Pub date September 15, 2009
SectionBruce Blog

When, oh when, will Dean Macris finally go away?

EDITORIAL The San Francisco city planning director, John Rahaim, has kept a fairly low profile since taking over the troubled department in 2008. But some serious problems are starting to fester on his watch — and if he and the planning commissioners don’t clean up the mess, the supervisors need to step in.

Rahaim remains somewhat in the shadow of the former director, Dean Macris, who is responsible for some of the worst San Francisco development problems of the past three decades. And the Macris influence is still very heavy in the department. But Rahaim needs to step out and show that things are going to change. For starters, he should:

Scrap the plan to privatize environmental review. As Rebecca Bowe reports on page 15, the department is looking at bringing in outside consultants to help clear up the backlog in the Major Environmental Analysis division of the Planning Department.

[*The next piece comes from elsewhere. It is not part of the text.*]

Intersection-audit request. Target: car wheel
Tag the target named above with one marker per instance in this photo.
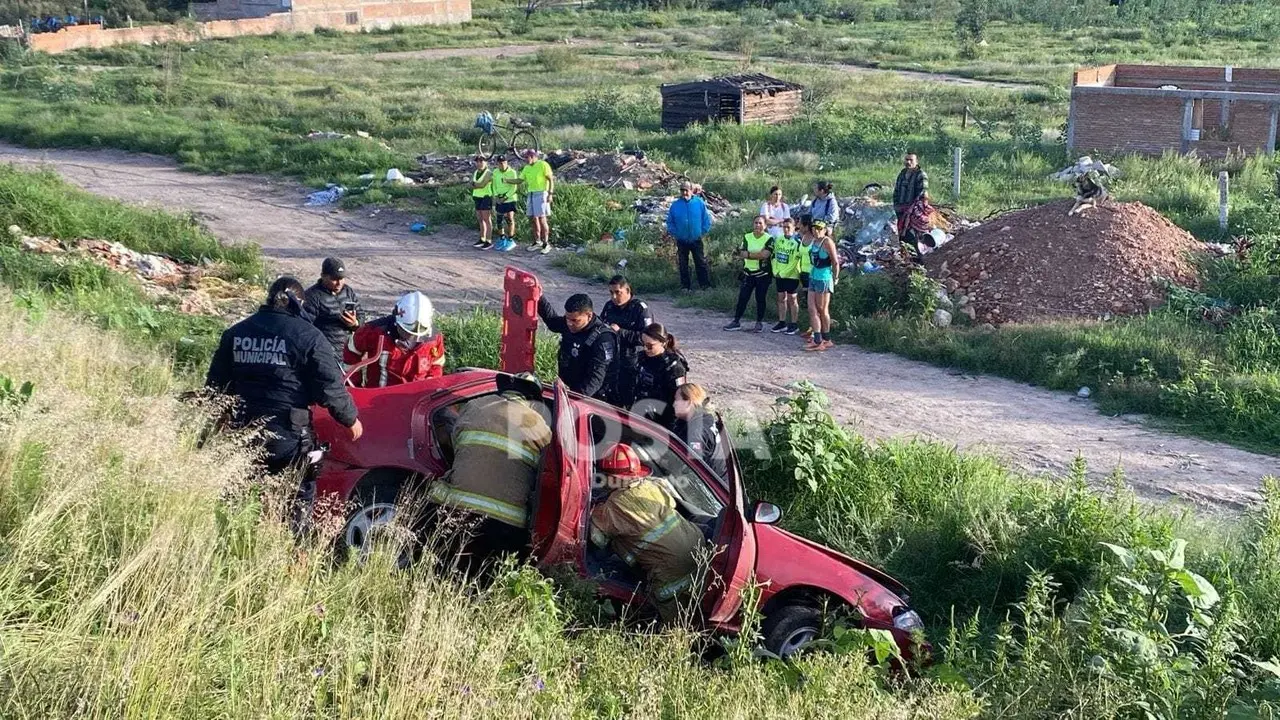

It’s a horrible idea — the environmental consulting firms that do this work make most of their money from developers, and that’s where their loyalties will always lie. The city planning staff is by no means perfect, but at least the unionized MEA staffers have some ability to demand that builders follow the rules and that environmental impact reports are relatively honest. The whole idea comes (not surprisingly) from the big developers, particularly Lennar Corp. at Hunters Point and the consortium looking to redevelop Treasure Island; they’re worried about the short-staffed Planning Department’s slow pace of project review. But we don’t see those developers helping raise new revenue for the city — money that could allow planning to hire more staff.